Еще один методологический посыл, отсылающий нас к тому, что в идеалах и ценностях европейской историко-культурной традиции выражены скорее тенденции ретроспективного ценностного нисхождения, чем перспективного развития, мы встречаем в работе В. Соловьева «Оправдание добра».
Формулируя свою глобальную концепцию «всеединства», Соловьев показывает, что вершины национального культурно-исторического развития у каждой нации были связаны с тем периодом, когда нации «осуществляли в себе идеал всечеловечества».
Невиданный подъем в период итальянского Возрождения связан, во-первых, с возвратом к идеалам и ценностям древнегреческой культуры; во-вторых, с тем, что на протяжении нескольких веков итальянская культура «преобладает во всей Европе» как раз потому, что «осуществляла в себе идеал всечеловечества». На примере итальянской культуры В. Соловьев демонстрирует, что все европейские народы (испанцы, немцы, англичане и др.) переживали культурный подъем, когда, как и итальянская «народность, оказывались на деле лишь особою формой всемирного содержания, живущего в нем, наполняющегося им и воплощающего его не для себя только, а для всех» [Соловьев, 1990, с. 194].
Следом за Гегелем В. Соловьев утверждает, что культурное развитие в национальной культуре возможно лишь при условии воплощения в ней общечеловеческих (классических) ценностей, а мерилом значимости национальной культуры является осуществление в ней «идеала все-человечества». Из этого следует, что европейская культура могла выполнять лидирующие роли в
Европе в определенные периоды своего развития, то есть тогда, когда выражала ценности «всечеловечества» или эти ценности могли быть воплощены в конкретной национальной культуре, но тогда уже речь можно вести именно об этой конкретной культуре.

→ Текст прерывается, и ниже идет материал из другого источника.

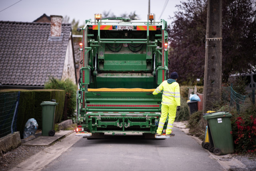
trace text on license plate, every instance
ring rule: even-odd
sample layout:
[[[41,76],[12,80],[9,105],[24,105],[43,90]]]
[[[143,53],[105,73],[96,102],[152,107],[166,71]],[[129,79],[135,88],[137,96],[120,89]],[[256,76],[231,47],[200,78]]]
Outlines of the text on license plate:
[[[116,29],[132,30],[133,26],[116,26]]]

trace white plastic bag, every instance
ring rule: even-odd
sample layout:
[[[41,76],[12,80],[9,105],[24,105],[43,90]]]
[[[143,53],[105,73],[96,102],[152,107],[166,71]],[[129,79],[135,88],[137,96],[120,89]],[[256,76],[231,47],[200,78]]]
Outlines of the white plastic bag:
[[[36,119],[30,119],[25,125],[23,132],[23,138],[27,138],[30,136],[34,135],[36,133],[38,125]]]

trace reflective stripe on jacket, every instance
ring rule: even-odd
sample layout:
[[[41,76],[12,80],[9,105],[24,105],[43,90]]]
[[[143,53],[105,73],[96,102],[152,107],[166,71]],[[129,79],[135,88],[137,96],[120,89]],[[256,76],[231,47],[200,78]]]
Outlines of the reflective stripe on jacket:
[[[154,91],[153,94],[157,94],[163,90],[162,103],[180,105],[180,86],[177,82],[169,84],[167,80],[164,81]]]

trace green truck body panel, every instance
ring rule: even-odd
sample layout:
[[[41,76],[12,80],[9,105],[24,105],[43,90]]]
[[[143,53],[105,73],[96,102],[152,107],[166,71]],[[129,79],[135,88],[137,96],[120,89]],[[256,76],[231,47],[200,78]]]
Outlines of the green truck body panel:
[[[151,93],[168,74],[167,24],[163,20],[118,19],[86,20],[81,29],[77,121],[83,130],[79,132],[153,135],[161,116],[162,94]],[[102,88],[125,89],[96,89]],[[129,90],[133,88],[144,90]]]

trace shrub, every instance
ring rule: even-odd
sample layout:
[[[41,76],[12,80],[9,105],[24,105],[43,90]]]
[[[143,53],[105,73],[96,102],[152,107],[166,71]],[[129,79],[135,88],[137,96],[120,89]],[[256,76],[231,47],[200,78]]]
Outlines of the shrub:
[[[256,152],[256,107],[252,105],[245,112],[231,118],[234,147],[238,152]]]
[[[74,115],[76,108],[76,85],[69,79],[64,81],[60,80],[52,77],[49,78],[49,81],[46,83],[44,86],[46,89],[59,89],[65,90],[67,97],[68,119],[72,119],[73,121],[75,117]],[[62,116],[62,119],[63,119]]]
[[[20,132],[20,137],[23,137],[23,131],[26,122],[29,119],[34,118],[34,91],[24,89],[5,89],[1,93],[20,91],[17,118],[17,131]],[[41,109],[42,110],[42,109]]]
[[[180,96],[185,98],[185,99],[188,98],[188,89],[192,88],[194,89],[195,88],[194,86],[180,86]],[[202,93],[204,92],[203,86],[197,86],[197,92],[200,93]]]

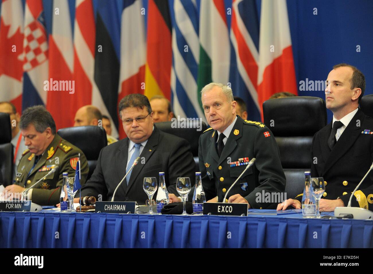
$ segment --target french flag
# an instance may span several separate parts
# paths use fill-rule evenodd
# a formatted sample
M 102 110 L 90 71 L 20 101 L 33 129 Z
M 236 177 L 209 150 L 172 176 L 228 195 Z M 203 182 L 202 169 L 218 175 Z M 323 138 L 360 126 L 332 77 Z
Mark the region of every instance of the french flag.
M 263 104 L 283 91 L 298 95 L 285 0 L 262 0 L 258 71 L 258 100 Z

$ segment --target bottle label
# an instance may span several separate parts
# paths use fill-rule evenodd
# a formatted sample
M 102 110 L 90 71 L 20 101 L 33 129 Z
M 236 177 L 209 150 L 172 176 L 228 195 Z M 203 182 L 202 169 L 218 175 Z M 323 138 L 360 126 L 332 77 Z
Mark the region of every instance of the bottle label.
M 64 201 L 63 202 L 61 202 L 60 204 L 60 207 L 61 208 L 61 211 L 63 210 L 68 210 L 68 201 Z
M 158 203 L 157 204 L 157 213 L 161 213 L 161 211 L 162 210 L 162 209 L 163 207 L 167 204 L 167 203 Z
M 200 212 L 203 211 L 203 204 L 193 204 L 193 212 Z
M 316 215 L 316 205 L 302 205 L 302 209 L 303 215 L 311 216 Z

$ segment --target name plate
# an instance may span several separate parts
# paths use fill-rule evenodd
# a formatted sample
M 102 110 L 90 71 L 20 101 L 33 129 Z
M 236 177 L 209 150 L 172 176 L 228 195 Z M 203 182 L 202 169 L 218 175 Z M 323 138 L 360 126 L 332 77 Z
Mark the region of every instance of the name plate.
M 203 215 L 247 216 L 247 204 L 203 203 Z
M 0 201 L 0 211 L 31 211 L 31 201 Z
M 135 202 L 96 202 L 95 212 L 134 214 Z

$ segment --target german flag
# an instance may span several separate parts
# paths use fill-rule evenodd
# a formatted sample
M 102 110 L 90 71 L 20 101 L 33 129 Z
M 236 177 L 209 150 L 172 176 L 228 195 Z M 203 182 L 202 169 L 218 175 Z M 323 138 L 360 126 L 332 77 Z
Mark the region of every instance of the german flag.
M 149 99 L 163 95 L 170 99 L 172 50 L 168 1 L 149 0 L 147 24 L 144 94 Z

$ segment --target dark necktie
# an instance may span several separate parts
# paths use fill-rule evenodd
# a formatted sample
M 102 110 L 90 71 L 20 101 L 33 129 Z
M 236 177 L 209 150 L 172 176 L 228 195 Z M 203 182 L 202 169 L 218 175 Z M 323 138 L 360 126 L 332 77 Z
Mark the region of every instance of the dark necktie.
M 223 139 L 225 137 L 225 135 L 221 133 L 219 135 L 219 139 L 217 140 L 217 155 L 219 157 L 222 155 L 222 152 L 224 148 L 224 143 L 223 142 Z
M 330 149 L 332 149 L 336 140 L 335 139 L 335 135 L 337 133 L 337 130 L 343 125 L 343 124 L 340 121 L 336 121 L 333 124 L 333 128 L 332 129 L 332 132 L 330 133 L 330 136 L 327 140 L 327 145 L 329 146 Z

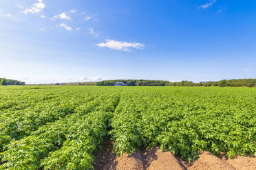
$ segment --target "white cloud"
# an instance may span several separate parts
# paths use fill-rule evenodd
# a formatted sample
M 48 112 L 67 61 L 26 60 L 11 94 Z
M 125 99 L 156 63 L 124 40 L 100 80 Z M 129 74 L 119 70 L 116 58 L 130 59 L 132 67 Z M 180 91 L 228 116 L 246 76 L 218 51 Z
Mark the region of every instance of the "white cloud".
M 71 13 L 75 13 L 76 12 L 76 10 L 70 10 L 70 12 Z
M 216 2 L 216 0 L 211 0 L 210 2 L 206 3 L 206 4 L 203 4 L 200 5 L 198 8 L 199 9 L 206 9 L 211 6 L 213 3 Z
M 92 27 L 91 28 L 89 28 L 88 30 L 89 30 L 89 32 L 91 34 L 92 34 L 92 35 L 94 35 L 95 36 L 98 36 L 98 34 L 94 32 L 94 30 L 93 28 L 92 28 Z
M 18 4 L 17 5 L 17 8 L 19 8 L 19 9 L 23 9 L 24 8 L 24 6 L 23 5 L 21 5 L 20 4 Z
M 64 27 L 68 32 L 72 30 L 72 28 L 71 27 L 67 27 L 65 23 L 60 23 L 58 26 L 61 27 Z
M 66 20 L 70 20 L 70 16 L 67 16 L 65 12 L 61 13 L 58 15 L 58 18 L 61 19 L 66 19 Z
M 25 10 L 24 13 L 38 13 L 43 10 L 45 8 L 45 4 L 43 2 L 43 0 L 37 0 L 37 3 L 34 3 L 34 5 L 30 8 L 27 8 Z
M 105 42 L 96 44 L 96 45 L 100 47 L 107 47 L 125 51 L 131 51 L 131 48 L 142 49 L 145 46 L 141 43 L 116 41 L 114 40 L 106 40 Z
M 243 68 L 242 70 L 243 70 L 244 71 L 252 71 L 251 69 L 248 69 L 248 68 Z

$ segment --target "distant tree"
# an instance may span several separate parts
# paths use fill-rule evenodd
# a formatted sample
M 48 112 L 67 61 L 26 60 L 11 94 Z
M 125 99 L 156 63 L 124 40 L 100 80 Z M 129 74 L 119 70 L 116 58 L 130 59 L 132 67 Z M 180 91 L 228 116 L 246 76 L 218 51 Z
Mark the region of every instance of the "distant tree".
M 248 83 L 247 86 L 248 87 L 253 87 L 255 86 L 255 84 L 253 83 Z

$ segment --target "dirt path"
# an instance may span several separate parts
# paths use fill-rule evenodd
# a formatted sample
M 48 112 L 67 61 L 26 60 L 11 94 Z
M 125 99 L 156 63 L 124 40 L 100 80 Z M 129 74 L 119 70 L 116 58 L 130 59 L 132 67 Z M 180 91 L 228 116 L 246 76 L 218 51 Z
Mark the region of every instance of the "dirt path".
M 188 165 L 169 151 L 162 152 L 158 147 L 129 156 L 116 157 L 113 152 L 113 143 L 106 140 L 103 149 L 94 153 L 96 170 L 255 170 L 256 158 L 238 156 L 228 159 L 225 155 L 215 156 L 209 151 Z

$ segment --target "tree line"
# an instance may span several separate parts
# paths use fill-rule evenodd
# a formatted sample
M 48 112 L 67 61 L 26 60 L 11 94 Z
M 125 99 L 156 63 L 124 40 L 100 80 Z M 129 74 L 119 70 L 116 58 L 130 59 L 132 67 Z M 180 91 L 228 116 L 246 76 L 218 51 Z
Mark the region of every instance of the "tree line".
M 0 86 L 8 86 L 8 85 L 25 85 L 25 82 L 20 82 L 15 80 L 0 78 Z
M 123 82 L 127 86 L 220 86 L 220 87 L 255 87 L 256 79 L 237 79 L 223 80 L 217 82 L 202 82 L 195 83 L 191 81 L 182 81 L 179 82 L 170 82 L 162 80 L 105 80 L 96 82 L 96 86 L 115 86 L 116 82 Z

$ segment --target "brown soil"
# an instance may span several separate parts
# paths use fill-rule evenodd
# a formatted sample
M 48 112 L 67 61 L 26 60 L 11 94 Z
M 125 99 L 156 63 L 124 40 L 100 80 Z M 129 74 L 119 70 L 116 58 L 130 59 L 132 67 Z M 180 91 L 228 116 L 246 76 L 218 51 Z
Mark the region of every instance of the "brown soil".
M 94 153 L 96 170 L 255 170 L 256 158 L 238 156 L 228 159 L 223 154 L 215 156 L 209 151 L 200 154 L 200 158 L 188 165 L 169 151 L 162 152 L 158 147 L 116 157 L 113 152 L 113 143 L 103 143 L 103 149 Z
M 129 156 L 122 154 L 117 159 L 117 170 L 144 170 L 144 160 L 140 151 Z
M 95 160 L 93 166 L 95 170 L 116 169 L 116 156 L 113 152 L 113 142 L 107 138 L 103 143 L 102 149 L 94 153 Z
M 231 165 L 223 161 L 218 157 L 209 151 L 204 151 L 200 155 L 200 158 L 192 162 L 189 166 L 186 165 L 189 170 L 232 170 L 235 169 Z
M 169 151 L 162 152 L 158 147 L 153 147 L 145 154 L 146 168 L 149 170 L 182 170 L 182 165 Z
M 251 156 L 237 156 L 235 159 L 228 158 L 225 154 L 220 156 L 222 160 L 239 170 L 255 170 L 256 158 Z

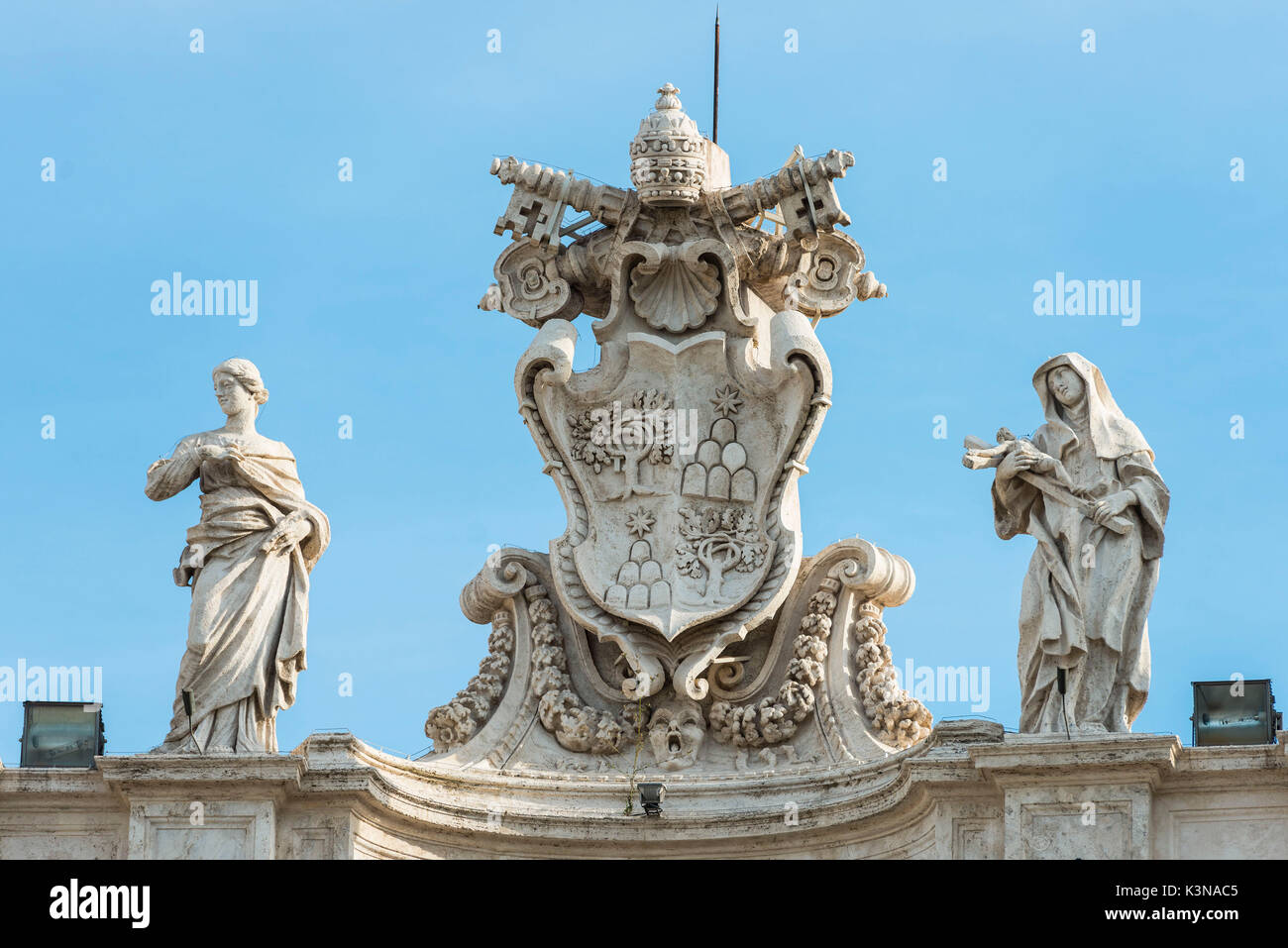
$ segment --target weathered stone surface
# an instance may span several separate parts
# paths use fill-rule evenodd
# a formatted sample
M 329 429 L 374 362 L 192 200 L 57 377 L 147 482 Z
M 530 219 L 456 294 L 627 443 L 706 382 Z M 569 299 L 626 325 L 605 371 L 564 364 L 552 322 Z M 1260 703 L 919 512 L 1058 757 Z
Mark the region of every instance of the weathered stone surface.
M 331 526 L 304 500 L 290 448 L 255 430 L 268 401 L 259 370 L 225 359 L 213 377 L 227 424 L 183 438 L 144 487 L 161 501 L 201 479 L 201 523 L 174 571 L 176 586 L 192 587 L 188 644 L 157 751 L 276 752 L 277 712 L 295 702 L 305 665 L 309 573 Z
M 1149 694 L 1170 495 L 1096 366 L 1056 356 L 1033 388 L 1046 424 L 1032 441 L 1002 429 L 994 447 L 967 438 L 962 459 L 997 469 L 997 535 L 1037 541 L 1020 603 L 1020 730 L 1127 732 Z
M 732 187 L 679 90 L 658 93 L 634 189 L 492 165 L 513 241 L 480 308 L 537 328 L 515 393 L 568 528 L 549 555 L 493 554 L 462 592 L 493 634 L 426 721 L 444 769 L 751 775 L 929 733 L 882 622 L 909 564 L 862 540 L 802 555 L 796 482 L 832 388 L 815 326 L 885 295 L 838 229 L 854 158 L 796 155 Z M 573 371 L 581 313 L 600 361 Z
M 0 770 L 0 857 L 32 858 L 1285 858 L 1284 741 L 1181 747 L 940 725 L 881 761 L 663 774 L 625 815 L 613 772 L 462 773 L 349 734 L 289 756 L 99 757 Z M 987 739 L 989 737 L 996 739 Z M 202 822 L 194 823 L 193 804 Z

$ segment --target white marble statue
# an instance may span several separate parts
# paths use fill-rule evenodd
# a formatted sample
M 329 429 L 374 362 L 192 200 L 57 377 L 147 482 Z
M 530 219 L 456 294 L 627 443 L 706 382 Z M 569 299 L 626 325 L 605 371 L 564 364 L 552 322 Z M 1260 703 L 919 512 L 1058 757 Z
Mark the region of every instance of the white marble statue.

Возникает закономерный вопрос о том, были ли эти ценности и смыслы адекватно отражены во всей европейской культуре впоследствии после периода высокой классики? Утвердительный ответ на этот вопрос будет означать, что теоретические концепции немецкого и русского философов в данном случае носят умозрительный характер.
Если принять во внимание традиционную точку зрения о том, что эпоха классического искусства в Европе завершается эпохой Возрождения с ее реверсией к ценностям свободы, демократии, любви и в целом человеческим радостям бытия, то вторую половину XVII в. и весь XVIII в. хронологически принято считать уже периодом Нового времени. В социальном смысле это время формирования буржуазных общественно-экономических отношений. Античность и Возрождение знаменовали собой в эстетическом смысле (да и в целом в духовном, по утверждению Гегеля) доминирование идеалов гармонии и красоты; следующий же виток культурно-эстетического развития характеризуется тенденцией к переходу от идеалов красоты и гармонии, свойственных классике, к новым философским идеям, знаменующим собою торжество разума, просвещения, порою иронии и сатиры (Мольер, Вольтер) над формирующимися нравами. Вместе с тем европейское Просвещение было еще не настолько резким переходом от классики, чтобы окончательно презреть ее идеалы. В культуре и искусстве этого периода еще осталось место романтическим чувствам («Паломничество Чайльд-Гарольда») и сентиментальным переживаниям («Страдание юного Вертера»), а по существу, через все творчество последнего представителя «венской классической школы» Л. Бетховена проходит тема духовных поисков личности. Не случайно Н. А. Хренов назвал Бетховена «гением переходной эпохи» [Хренов, 2020].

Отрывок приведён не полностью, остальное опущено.